Special to the VOICE

Pelham’s council chambers are getting a much-needed audio-video upgrade. According to Town Communications and Public Relations Specialist Marc MacDonald, the first phase of the room’s video upgrades were to be in effect for Monday night’s council meeting. This includes multiple cameras that can pivot to all speakers in the chamber, automatically direct by individual speakers as they press their microphones.

“Additional cameras will be installed to capture the entire council area,” MacDonald said.“These cameras will live-switch to the active speaker when a microphone button is pressed…[with a] fixed camera to be installed and focused on the centre podium speaker.”

The chamber’s previous video capability was limited to just one camera, which cut off either end of the dais where the Mayor and councilors sit during meetings. This meant that viewers usually couldn’t see either Ward 1 councillors Marianne Stewart or Mike Ciolfi, currently occupying these seats.

In another forward move into 2020s technology, the cameras will record in HD, and the overall upgrades will include two new LED screens on the wall to optimize viewing presentations and slide shows— both activated wirelessly.

Phase Two of the project involves live-streaming capabilities for all meetings. This means, like the Town’s recent public meetings on cannabis control, all council and committee gatherings will be able to be broadcast live on social media platforms.
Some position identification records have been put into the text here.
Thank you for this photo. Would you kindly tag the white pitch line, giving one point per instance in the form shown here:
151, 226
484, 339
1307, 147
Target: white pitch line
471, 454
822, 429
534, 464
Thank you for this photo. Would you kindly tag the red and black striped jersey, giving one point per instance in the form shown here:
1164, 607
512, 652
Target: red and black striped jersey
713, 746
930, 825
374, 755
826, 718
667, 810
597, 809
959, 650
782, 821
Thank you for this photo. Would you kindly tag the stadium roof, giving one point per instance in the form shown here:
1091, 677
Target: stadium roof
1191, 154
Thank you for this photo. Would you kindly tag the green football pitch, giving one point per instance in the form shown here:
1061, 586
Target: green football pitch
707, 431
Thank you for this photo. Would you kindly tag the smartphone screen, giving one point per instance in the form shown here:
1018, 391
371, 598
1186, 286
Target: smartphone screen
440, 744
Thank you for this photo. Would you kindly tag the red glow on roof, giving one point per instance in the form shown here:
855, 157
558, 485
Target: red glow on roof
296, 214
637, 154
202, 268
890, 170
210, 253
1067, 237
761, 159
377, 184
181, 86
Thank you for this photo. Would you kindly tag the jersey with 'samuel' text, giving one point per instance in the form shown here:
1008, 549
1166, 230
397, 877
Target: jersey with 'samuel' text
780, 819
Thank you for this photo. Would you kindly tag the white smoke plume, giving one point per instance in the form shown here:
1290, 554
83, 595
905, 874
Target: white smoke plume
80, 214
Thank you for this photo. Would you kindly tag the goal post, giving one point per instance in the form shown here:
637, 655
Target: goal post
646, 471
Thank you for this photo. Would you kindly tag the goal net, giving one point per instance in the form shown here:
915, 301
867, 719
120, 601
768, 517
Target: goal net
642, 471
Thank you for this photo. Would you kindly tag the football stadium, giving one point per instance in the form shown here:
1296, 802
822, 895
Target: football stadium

“We are going to be testing the live stream in the month of January,” MacDonald said. “Once the system is reliable, we can then create the necessary links into our Facebook or YouTube feeds.”

MacDonald told the Voice that the upgrades will cost $65,000, although many would agree the changes are a net positive in terms of transparency. When the previous video recording system failed at the November 18 meeting, MacDonald apologized for the inconvenience.

“Recording council and committee meetings is done as a courtesy to our residents to make the meetings accessible,” he said at the time. “This is not a requirement under the Municipal Act, though we strive to provide as much information above and beyond as possible.”